Relying entirely on AI could potentially seriously harm patients, she said.
“My concern is what kind of chaos will it bring into the clinic if doctors are in a rush and don’t have time to test,” Onovakpuri said. “Do misdiagnosis occur?”
The risks in healthcare are higher than in other industries, she added.
“The important thing about medicine is that you can’t break things in a hurry because you’re breaking people and you don’t want to. We believe we are in the 99th percentile range…until we are 100% ready to move to an AI system,” said Onovakpuri.
Dipa Mehta, Senior Vice President of Corporate Development and Ventures at Advocate Health, also joined as a panelist and said that there is one thing AI in particular will be difficult to replace. It is “empathy”.
“Ability to” [patients] Being able to talk to someone to get a cancer diagnosis and having a machine tell you a cancer diagnosis is really very different. …I do believe there are elements of AI that can help, but I think there are a lot of things we need to be able to actually change to get something better than what we get from doctors. “Said.
Blue Venture Fund managing director Mike Spadafor added that AI should make doctors’ jobs easier, not replace them.

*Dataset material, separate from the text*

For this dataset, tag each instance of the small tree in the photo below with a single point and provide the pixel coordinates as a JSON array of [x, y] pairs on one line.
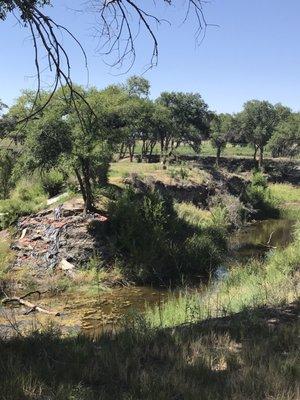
[[72, 134], [286, 139], [221, 127], [190, 119], [258, 120]]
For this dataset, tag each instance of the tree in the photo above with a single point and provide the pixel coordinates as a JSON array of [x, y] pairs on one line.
[[7, 162], [138, 86], [189, 120], [75, 138], [286, 139], [221, 130], [120, 23], [258, 121]]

“My hope is that [AI] It creates room for doctors to be more empathetic,” Spadafor said. “So many doctors have to spend so much time juggling so many things within such a narrow frame. I think the low-hanging fruit, the most likely and the part I’m looking forward to, is all of these existing workflows, how can we make these workflows more efficient? …I think a change of doctor is a little far away.”